Additional Reading: Decoding Mutual Funds
-
Who said investing was expensive?
Whoever said you needed a sizable sum of money to begin investing, was a fair way off the mark. You don’t need a big sum of money to begin investing. Investing in Mutual Funds is a good option and with just Rs. 500, you can start a Systematic Investment Plan (SIP).
Additional Reading: Understanding Systematic Investment Plans
Many investment service providers are available online, completely free of cost. However, it isn’t very expensive to hire a personal investment advisor.
Remember, you can benefit more by remaining invested for the long term. Don’t sweat the frequent fluctuations in the markets. They tend to stabilise over the long term.
-
Get protected against inflation
Investing can save you from losing money as a result of inflation. If you choose to make investments through Systematic Investment Plans, you can beat market volatility and stay on top of the game. Simply putting money away in a Savings Account will not help your money beat inflation. In order to beat inflation, think of equity investments.

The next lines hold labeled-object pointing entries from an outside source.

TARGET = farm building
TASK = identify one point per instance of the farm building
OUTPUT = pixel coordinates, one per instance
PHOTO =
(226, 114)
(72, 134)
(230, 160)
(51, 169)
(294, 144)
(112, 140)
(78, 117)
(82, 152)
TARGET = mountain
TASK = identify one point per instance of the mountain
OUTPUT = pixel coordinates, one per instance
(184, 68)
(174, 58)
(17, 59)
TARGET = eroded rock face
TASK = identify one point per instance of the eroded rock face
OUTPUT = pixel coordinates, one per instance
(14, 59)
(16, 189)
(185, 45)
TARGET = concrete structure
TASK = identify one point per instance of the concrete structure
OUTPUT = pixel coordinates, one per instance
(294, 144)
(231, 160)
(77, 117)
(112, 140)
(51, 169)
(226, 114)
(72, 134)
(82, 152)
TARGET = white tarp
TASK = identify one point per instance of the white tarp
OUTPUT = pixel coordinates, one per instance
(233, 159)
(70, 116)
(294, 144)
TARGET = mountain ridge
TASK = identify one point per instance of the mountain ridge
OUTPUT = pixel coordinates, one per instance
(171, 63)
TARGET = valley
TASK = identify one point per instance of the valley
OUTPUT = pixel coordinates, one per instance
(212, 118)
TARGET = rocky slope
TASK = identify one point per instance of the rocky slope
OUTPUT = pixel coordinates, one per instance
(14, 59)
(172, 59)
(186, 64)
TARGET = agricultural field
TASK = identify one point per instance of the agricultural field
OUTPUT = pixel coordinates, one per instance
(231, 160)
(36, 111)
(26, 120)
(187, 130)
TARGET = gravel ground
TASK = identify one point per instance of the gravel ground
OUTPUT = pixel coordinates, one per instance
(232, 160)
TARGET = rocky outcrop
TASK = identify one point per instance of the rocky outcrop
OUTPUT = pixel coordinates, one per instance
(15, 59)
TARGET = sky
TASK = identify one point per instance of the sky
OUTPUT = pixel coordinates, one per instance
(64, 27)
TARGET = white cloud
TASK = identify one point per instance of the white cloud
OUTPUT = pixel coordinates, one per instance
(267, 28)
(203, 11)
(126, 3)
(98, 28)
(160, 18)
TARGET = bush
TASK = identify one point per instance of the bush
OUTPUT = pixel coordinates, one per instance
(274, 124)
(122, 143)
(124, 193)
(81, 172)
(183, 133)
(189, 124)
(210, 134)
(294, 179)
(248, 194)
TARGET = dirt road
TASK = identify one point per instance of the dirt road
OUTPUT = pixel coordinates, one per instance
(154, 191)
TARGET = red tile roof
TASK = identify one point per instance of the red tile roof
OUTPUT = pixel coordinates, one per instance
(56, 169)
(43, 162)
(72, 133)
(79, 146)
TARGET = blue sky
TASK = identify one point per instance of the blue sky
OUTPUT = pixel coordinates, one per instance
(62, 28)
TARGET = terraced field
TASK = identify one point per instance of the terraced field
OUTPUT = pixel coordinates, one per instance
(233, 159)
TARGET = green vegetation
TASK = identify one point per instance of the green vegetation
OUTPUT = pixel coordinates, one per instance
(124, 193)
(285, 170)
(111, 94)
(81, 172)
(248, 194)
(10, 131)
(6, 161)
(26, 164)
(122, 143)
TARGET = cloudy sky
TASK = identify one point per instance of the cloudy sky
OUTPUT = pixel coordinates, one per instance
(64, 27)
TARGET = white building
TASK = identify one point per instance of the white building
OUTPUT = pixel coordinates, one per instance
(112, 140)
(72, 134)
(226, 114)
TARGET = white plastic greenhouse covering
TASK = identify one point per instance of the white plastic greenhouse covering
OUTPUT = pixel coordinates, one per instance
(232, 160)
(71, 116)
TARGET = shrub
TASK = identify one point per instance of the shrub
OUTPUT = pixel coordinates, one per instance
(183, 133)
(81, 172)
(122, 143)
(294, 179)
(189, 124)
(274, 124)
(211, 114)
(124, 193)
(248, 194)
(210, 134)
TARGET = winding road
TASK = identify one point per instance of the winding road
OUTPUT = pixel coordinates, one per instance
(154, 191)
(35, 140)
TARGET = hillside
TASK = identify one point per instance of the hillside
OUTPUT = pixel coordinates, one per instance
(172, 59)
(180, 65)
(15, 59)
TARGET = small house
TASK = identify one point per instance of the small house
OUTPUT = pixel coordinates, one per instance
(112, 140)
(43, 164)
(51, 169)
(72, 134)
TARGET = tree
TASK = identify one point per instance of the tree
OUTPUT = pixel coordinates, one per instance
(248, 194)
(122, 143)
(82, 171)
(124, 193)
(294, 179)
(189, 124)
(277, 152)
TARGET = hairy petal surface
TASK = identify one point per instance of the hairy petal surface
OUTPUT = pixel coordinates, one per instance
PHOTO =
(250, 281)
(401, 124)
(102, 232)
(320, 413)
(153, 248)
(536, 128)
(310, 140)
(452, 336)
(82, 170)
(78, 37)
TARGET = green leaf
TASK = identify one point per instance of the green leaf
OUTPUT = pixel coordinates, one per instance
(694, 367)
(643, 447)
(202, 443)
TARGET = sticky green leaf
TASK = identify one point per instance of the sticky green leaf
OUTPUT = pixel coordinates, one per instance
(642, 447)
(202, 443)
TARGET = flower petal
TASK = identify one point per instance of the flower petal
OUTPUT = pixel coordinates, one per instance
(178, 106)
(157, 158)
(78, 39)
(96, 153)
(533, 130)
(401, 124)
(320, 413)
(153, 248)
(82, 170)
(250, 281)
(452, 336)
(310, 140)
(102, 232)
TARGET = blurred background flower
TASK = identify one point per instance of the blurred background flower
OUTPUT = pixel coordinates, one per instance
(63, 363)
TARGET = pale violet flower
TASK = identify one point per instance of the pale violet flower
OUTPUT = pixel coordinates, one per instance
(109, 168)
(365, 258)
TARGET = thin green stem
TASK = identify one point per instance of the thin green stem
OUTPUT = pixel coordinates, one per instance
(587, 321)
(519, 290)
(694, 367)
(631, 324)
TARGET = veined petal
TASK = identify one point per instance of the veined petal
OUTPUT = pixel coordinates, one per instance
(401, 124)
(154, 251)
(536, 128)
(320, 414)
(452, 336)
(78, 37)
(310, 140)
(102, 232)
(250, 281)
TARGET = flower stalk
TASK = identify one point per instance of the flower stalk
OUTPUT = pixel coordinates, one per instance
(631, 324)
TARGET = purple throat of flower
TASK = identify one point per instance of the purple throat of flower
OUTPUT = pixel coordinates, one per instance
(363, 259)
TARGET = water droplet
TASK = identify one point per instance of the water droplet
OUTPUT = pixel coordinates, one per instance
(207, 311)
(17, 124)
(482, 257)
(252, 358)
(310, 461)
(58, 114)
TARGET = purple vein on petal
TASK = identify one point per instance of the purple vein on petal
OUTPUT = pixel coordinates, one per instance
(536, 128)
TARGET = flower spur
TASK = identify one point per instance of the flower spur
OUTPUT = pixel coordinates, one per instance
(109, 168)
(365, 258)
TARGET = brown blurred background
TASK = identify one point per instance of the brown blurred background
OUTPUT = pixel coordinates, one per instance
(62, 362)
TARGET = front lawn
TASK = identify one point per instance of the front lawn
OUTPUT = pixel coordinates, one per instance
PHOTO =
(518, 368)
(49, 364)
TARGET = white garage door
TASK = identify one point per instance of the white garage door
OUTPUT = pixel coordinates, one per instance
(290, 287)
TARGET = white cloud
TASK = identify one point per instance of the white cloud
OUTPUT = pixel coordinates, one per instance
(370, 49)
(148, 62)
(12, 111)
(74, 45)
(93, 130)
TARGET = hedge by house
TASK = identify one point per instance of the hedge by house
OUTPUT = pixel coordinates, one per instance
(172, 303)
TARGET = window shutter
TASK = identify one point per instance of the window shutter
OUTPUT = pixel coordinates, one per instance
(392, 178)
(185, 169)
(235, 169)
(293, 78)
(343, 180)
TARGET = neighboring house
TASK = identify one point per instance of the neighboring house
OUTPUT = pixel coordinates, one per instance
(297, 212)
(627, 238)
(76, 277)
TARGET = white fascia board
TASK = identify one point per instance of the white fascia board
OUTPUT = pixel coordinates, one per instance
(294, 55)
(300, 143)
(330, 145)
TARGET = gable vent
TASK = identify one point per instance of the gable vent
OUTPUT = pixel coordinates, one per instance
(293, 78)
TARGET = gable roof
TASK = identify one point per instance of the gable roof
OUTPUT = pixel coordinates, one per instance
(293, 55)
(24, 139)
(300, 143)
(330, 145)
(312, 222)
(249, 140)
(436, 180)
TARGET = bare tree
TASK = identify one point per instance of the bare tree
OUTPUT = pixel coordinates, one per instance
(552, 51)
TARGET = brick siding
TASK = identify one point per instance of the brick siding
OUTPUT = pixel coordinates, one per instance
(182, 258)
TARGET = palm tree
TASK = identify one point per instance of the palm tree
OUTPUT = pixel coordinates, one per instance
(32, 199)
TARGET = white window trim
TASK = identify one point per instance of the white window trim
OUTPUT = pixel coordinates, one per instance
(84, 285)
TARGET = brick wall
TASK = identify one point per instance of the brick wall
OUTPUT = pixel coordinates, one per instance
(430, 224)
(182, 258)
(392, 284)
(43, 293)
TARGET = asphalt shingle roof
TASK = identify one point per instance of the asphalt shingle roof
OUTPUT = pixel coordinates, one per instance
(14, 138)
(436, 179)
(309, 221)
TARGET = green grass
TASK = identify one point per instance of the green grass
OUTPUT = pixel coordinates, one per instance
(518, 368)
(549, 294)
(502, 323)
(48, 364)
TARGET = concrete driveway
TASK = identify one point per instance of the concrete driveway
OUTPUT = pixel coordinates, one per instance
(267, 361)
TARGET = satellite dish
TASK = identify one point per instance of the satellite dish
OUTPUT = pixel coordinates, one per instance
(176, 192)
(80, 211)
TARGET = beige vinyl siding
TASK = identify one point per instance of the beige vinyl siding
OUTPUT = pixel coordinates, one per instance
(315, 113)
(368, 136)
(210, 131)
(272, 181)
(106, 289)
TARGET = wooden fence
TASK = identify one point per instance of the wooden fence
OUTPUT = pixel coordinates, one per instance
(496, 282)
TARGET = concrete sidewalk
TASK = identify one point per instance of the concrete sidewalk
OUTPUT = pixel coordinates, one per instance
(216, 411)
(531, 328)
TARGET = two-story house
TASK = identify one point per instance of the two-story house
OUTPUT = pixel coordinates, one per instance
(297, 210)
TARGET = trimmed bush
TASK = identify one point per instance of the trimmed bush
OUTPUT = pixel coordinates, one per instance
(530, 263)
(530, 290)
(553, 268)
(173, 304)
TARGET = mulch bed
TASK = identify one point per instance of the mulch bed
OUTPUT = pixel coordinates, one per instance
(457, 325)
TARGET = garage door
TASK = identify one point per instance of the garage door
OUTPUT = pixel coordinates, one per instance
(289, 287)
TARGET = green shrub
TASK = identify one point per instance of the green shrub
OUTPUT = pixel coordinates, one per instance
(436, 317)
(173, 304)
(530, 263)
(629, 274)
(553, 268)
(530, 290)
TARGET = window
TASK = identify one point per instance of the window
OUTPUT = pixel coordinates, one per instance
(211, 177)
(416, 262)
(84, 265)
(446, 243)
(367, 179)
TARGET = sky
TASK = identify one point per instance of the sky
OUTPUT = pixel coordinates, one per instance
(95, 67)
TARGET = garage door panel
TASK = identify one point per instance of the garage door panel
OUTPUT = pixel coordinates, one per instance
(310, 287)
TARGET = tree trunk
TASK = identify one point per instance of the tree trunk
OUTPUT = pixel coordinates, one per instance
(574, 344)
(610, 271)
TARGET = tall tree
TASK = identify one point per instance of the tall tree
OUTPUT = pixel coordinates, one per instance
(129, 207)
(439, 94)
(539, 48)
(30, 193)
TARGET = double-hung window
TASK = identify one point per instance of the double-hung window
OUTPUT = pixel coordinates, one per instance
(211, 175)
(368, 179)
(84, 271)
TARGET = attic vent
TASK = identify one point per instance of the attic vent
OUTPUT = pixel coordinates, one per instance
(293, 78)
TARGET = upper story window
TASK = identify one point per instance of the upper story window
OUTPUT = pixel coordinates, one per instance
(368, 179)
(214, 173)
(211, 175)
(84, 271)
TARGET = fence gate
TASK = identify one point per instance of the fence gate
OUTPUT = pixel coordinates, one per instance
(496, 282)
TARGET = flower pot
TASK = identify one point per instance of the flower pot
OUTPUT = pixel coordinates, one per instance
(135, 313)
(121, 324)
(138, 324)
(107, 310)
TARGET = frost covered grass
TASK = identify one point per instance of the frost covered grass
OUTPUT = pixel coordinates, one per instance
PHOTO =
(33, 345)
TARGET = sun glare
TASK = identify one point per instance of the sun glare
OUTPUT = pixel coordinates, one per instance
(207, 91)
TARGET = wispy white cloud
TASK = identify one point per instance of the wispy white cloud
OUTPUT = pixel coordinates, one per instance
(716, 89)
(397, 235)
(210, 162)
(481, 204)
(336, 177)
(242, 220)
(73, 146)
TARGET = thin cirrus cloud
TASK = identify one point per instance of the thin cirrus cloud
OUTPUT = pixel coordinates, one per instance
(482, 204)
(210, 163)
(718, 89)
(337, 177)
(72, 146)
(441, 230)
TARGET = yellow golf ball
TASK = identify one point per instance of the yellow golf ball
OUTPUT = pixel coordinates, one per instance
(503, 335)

Additional Reading: Smart SIP Strategies
-
Plan for retirement yourself
Be retirement-ready by planning your finances wisely from early on in your career. Match your employer’s contribution to your Employee Provident Fund account. You could also supplement your retirement savings by investing in the Public Provident Fund or the National Pension System.
Additional Reading: Retirement Planning For Everyone
-
Reinvested dividends are beneficial
If you choose to invest in equity and opt for dividend payouts, you should consider reinvesting the dividends that you receive from your stocks. Reinvest the dividends earned plus any capital gains and this will add to your overall earnings in the long run.
For example, if you are aged 25 years right now and you invest Rs. 1,000 at an average return of 6% per annum, your investment can potentially grow to approximately Rs. 100,000 by the time you reach the age of 65 years. Imagine how much you could earn if you invested more?
Additional Reading: Investment Options For Everyone
-
You have enough time
Start investing while you are still young. The earlier you start investing the better your chances of building a larger investment corpus are. Time will work in your favour. Remember, the early bird gets the worm.
The older you get before you start investing, the less time you have to stash away money for your milestones and goals. By investing early on in life, you can allow the magic of compounding to work for your money.
Additional Reading: Good Investment Options For Retirement
Hopefully, we’ve managed to get rid of your stock market jitters by now. So, go right ahead and jump into the wonderful world of investments and watch your money grow.